Estimating the various average speeds on our countries highways and the number of times vehicles have to stop at plazas, compared to an ideal road without stops, the study reveals a dire picture.

In view of recent price hikes on petrol throughout India, this news is not good for the current government.  The report argues that the fuel subsidies cost to the government is 60,000 crore INR, which would be largely compensated by having quality roads.
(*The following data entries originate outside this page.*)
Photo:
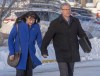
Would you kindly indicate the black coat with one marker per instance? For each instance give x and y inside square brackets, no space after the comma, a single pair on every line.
[65,39]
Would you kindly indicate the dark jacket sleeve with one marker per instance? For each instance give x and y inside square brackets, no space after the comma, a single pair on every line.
[47,38]
[81,33]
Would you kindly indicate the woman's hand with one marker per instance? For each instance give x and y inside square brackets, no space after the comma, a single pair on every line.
[12,57]
[45,56]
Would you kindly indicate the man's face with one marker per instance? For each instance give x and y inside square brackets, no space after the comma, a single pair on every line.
[66,11]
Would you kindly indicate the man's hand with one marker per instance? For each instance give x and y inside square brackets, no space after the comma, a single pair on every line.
[45,56]
[12,57]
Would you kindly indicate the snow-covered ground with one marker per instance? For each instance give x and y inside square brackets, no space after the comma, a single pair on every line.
[90,62]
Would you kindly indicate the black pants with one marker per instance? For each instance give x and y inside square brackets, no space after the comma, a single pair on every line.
[66,69]
[28,71]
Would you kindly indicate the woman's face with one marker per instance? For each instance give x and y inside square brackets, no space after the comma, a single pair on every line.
[30,20]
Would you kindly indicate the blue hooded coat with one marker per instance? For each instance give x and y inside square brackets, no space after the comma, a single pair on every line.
[28,37]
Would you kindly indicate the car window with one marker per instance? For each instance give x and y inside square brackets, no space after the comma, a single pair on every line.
[43,15]
[53,15]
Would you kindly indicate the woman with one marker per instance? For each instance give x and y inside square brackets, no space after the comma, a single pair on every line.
[28,33]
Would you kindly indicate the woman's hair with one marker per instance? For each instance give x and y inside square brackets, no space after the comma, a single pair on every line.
[31,14]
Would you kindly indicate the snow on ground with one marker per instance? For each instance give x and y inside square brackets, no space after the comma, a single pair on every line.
[87,68]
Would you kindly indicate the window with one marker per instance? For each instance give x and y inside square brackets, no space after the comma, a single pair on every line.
[53,15]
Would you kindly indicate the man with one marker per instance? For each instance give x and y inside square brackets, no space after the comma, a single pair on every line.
[64,32]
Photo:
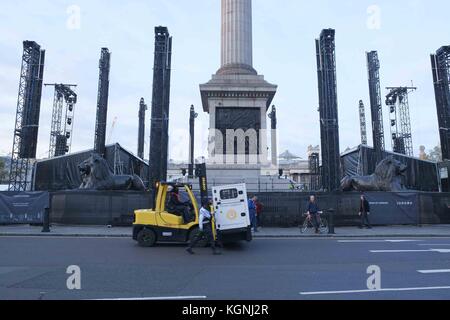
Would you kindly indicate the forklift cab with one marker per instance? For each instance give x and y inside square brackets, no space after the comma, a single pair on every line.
[158,225]
[162,200]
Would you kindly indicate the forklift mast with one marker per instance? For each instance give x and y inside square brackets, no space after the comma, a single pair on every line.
[200,172]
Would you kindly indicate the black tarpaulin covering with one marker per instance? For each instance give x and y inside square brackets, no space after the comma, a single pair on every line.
[420,176]
[23,207]
[62,173]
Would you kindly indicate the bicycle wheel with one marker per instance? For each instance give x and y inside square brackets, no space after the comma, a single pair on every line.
[324,226]
[305,226]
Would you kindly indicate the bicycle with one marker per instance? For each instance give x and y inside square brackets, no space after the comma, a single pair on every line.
[309,226]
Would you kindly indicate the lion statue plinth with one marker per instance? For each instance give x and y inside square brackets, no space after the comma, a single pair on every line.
[97,175]
[387,177]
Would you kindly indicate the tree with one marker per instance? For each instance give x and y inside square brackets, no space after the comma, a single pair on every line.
[435,154]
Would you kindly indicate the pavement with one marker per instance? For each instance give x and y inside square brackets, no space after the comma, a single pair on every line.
[85,268]
[126,232]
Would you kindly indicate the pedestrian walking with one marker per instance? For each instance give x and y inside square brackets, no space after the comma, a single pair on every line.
[364,213]
[252,210]
[205,229]
[259,210]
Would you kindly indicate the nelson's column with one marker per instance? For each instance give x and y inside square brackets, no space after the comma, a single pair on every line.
[237,100]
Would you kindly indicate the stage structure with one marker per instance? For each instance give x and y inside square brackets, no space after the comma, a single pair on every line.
[328,108]
[27,116]
[63,173]
[102,102]
[400,119]
[192,116]
[363,124]
[159,137]
[441,76]
[141,135]
[61,132]
[420,175]
[376,106]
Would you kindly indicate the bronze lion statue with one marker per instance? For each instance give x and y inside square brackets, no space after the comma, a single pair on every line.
[387,177]
[97,175]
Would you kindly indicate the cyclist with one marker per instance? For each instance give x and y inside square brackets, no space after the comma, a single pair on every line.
[313,213]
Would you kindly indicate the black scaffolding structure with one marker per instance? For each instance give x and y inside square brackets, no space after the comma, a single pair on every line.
[141,132]
[63,117]
[328,108]
[192,116]
[314,170]
[27,116]
[362,122]
[440,63]
[376,106]
[159,137]
[400,120]
[102,102]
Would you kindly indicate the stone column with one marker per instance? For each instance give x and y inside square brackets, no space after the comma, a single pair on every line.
[237,41]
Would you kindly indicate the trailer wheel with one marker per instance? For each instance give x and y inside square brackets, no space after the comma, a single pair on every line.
[194,232]
[146,238]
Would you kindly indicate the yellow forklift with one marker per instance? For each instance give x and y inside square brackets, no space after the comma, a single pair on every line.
[158,225]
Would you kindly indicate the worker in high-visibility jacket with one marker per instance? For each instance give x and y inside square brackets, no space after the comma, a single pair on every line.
[205,229]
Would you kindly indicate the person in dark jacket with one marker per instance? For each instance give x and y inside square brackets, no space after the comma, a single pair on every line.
[314,212]
[364,213]
[252,210]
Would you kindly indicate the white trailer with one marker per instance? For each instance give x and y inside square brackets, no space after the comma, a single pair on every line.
[232,213]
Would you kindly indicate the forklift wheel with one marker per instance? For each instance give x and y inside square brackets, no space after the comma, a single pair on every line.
[146,238]
[202,243]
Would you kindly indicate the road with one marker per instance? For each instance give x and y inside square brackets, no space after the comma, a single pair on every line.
[282,269]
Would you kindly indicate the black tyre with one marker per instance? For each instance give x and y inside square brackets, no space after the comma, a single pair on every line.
[249,236]
[193,234]
[307,226]
[146,238]
[324,226]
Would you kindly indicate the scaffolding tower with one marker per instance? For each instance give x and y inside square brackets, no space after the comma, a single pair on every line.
[102,102]
[159,137]
[27,116]
[400,120]
[328,108]
[440,63]
[141,135]
[192,116]
[63,116]
[376,106]
[314,171]
[363,124]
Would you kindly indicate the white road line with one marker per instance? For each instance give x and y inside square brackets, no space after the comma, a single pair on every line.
[434,271]
[377,241]
[434,244]
[372,291]
[156,298]
[411,251]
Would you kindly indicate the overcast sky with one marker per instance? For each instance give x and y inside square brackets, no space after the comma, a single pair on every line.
[404,32]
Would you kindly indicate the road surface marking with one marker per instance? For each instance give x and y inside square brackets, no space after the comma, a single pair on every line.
[377,241]
[434,271]
[156,298]
[434,244]
[372,291]
[411,251]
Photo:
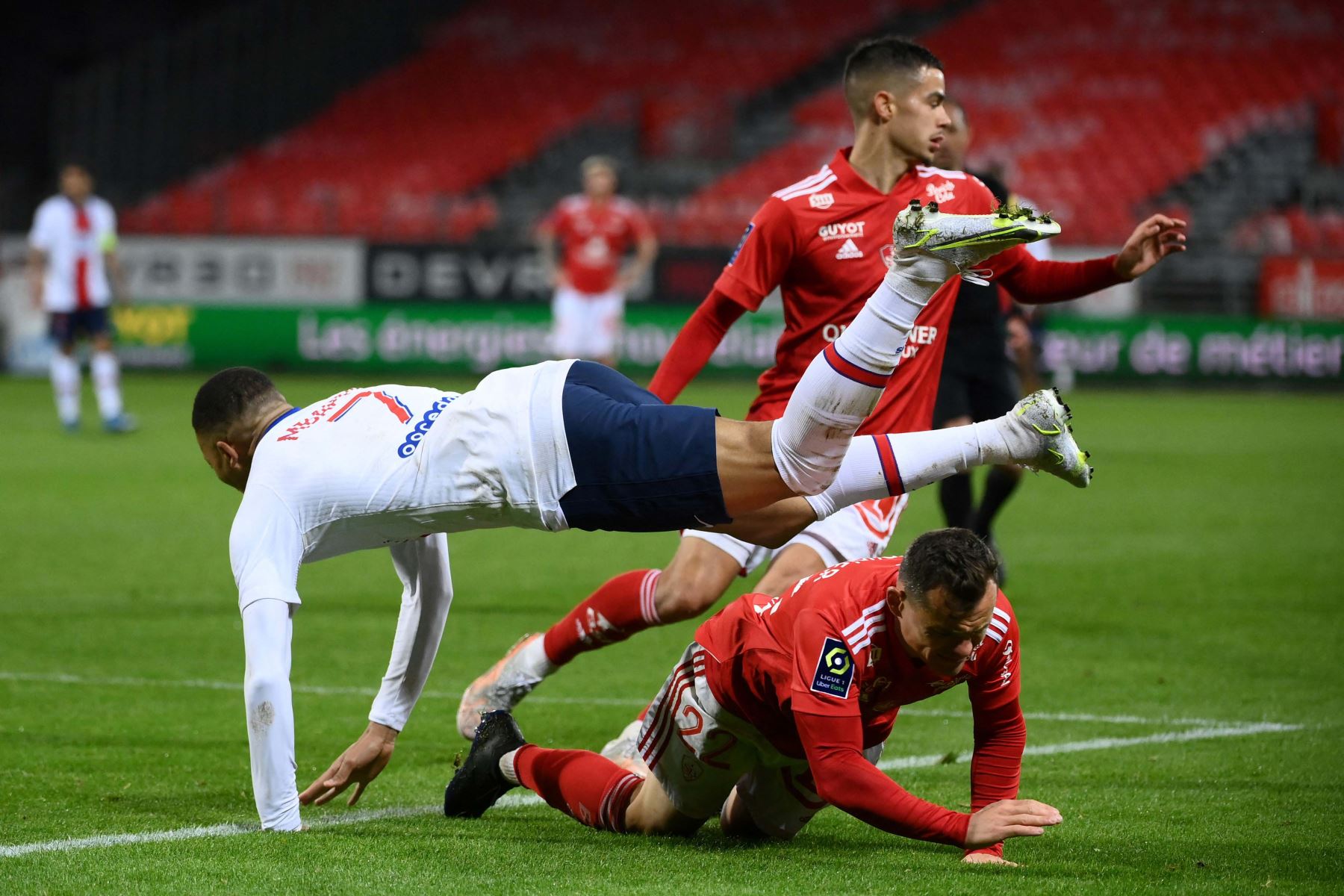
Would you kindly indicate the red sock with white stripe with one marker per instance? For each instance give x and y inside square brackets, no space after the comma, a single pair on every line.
[621,608]
[900,462]
[841,385]
[585,786]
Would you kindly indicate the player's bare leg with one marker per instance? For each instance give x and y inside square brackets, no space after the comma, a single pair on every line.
[1035,435]
[691,583]
[796,561]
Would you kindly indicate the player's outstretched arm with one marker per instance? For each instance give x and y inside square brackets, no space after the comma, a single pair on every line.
[270,714]
[1009,818]
[1151,242]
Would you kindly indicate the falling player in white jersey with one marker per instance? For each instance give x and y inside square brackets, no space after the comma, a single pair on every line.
[73,274]
[564,445]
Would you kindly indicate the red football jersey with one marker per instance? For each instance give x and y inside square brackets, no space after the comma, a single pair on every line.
[821,242]
[594,237]
[831,647]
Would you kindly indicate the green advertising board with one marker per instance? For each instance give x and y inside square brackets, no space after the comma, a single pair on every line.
[479,339]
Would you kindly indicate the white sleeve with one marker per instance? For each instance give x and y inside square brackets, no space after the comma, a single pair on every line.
[426,594]
[268,626]
[265,548]
[43,226]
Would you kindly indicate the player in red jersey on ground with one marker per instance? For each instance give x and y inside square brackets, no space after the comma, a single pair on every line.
[823,242]
[780,704]
[593,231]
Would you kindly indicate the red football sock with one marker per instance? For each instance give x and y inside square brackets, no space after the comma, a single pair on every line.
[585,786]
[613,613]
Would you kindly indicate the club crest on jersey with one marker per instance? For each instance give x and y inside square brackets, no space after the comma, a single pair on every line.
[840,230]
[848,250]
[741,242]
[942,193]
[835,669]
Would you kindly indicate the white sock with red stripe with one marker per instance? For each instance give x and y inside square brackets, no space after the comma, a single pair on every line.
[65,383]
[841,385]
[107,383]
[882,465]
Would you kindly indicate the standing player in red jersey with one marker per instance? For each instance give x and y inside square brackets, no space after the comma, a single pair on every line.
[594,230]
[823,242]
[780,706]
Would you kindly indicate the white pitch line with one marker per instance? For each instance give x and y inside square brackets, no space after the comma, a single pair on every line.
[327,691]
[514,801]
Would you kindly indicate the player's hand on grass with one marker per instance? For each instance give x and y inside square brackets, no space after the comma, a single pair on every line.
[359,765]
[1009,818]
[1151,242]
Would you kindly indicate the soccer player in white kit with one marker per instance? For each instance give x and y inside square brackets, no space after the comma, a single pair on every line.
[564,445]
[73,274]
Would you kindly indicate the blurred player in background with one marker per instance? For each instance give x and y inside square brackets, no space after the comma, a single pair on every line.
[823,243]
[780,709]
[594,230]
[979,378]
[74,276]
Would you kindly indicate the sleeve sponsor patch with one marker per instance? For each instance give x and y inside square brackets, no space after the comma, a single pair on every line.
[835,669]
[741,243]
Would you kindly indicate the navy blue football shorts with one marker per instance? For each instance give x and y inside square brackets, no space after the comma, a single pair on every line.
[640,465]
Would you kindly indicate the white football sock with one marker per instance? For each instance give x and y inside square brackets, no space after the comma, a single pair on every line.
[534,662]
[107,383]
[883,465]
[65,383]
[841,385]
[507,768]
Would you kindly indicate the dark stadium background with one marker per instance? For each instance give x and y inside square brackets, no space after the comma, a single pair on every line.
[425,140]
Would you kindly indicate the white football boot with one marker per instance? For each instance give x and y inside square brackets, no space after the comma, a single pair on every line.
[964,240]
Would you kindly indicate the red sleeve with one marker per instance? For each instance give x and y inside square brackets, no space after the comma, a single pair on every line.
[851,783]
[1001,729]
[761,258]
[638,223]
[1036,282]
[694,346]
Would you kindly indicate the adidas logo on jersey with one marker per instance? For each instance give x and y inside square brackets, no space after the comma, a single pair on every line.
[848,250]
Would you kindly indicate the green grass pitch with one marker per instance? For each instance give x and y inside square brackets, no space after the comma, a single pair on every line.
[1194,591]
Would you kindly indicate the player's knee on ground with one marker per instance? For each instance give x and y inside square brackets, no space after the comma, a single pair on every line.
[735,821]
[687,590]
[651,812]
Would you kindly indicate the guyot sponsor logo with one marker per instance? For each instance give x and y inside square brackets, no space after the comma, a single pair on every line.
[841,230]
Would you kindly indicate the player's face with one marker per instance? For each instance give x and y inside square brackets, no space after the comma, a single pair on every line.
[940,637]
[956,141]
[75,183]
[225,460]
[598,181]
[917,128]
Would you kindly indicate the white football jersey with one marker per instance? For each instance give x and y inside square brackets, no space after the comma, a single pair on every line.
[379,465]
[74,240]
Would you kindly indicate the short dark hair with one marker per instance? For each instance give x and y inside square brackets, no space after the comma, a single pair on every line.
[952,559]
[226,398]
[882,57]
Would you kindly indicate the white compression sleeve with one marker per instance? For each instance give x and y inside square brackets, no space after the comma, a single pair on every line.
[843,383]
[268,629]
[426,595]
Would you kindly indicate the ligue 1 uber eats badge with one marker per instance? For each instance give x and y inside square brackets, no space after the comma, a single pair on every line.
[835,669]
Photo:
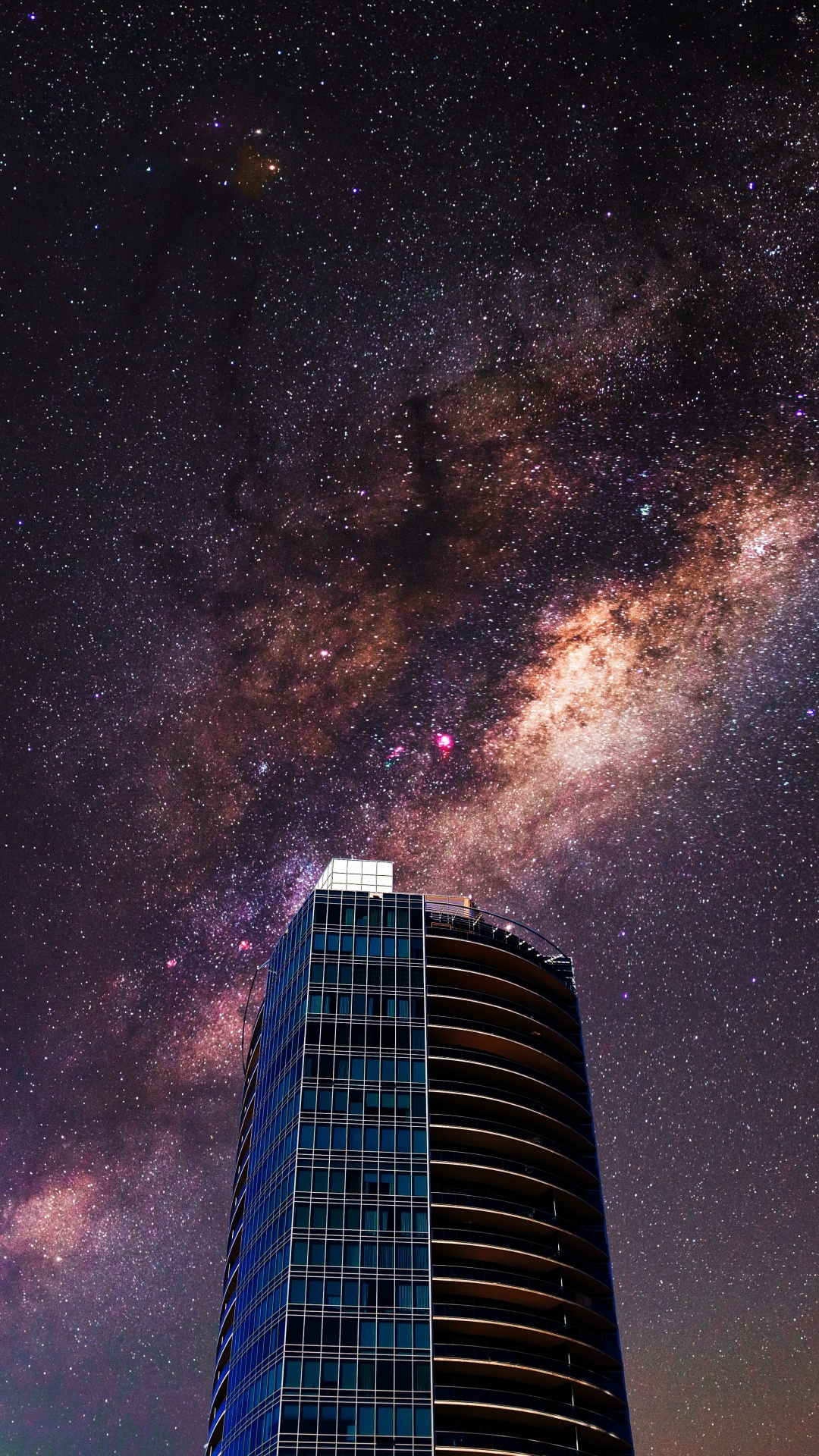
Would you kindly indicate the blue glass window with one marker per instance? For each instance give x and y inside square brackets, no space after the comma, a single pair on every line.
[403,1420]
Another article throws further light on the recent increase in petrol prices, demonstrating that the government isn't actually loosing money on the subsidies.  In fact Indian has one of largest taxes on fuel in the world, on par with European nations and thus the government's increase in fuel price is yet another way to increase their revenues.  Probably to fuel yet more loss making projects or should I say scams?

Thursday, 9 August 2012

The need for creative design!

A couple of weeks ago I came across an interesting article that was talking about the rise in popularity of a Creative Design course at MIT in the US.  There is a good need for this right here in Chennai.  A few months back the Souther Railways set up new automated vending machines to sell tickets to commuters.  The city's station is scene to long queues of commuters at ticket counters as there are much demand and few open counters.  Apparently the new vending machine required a smart card to operate, which means one has to buy the card in the first place.  One assumes this was meant to solve the issue to machines issuing change and thus not having to empty them of cash each day.  However, given our propensity to neglect schemes for deposit credit, the new venture is a big flop.  Regular, pass carrying commuters are buying their monthly or quarterly tickets as before, while daily commuters do not want to part with the deposit money required to obtain a smart card.  The result is that queues are still forming and the Railways have spent bad money on machines that are going idle.

To remedy this, they are now proposing to have the machines manned with retired railway personnel who will have their own smart card and accept change from the commuters ???? Clearly a problem that has not been well understood and a solution that lacks creative design.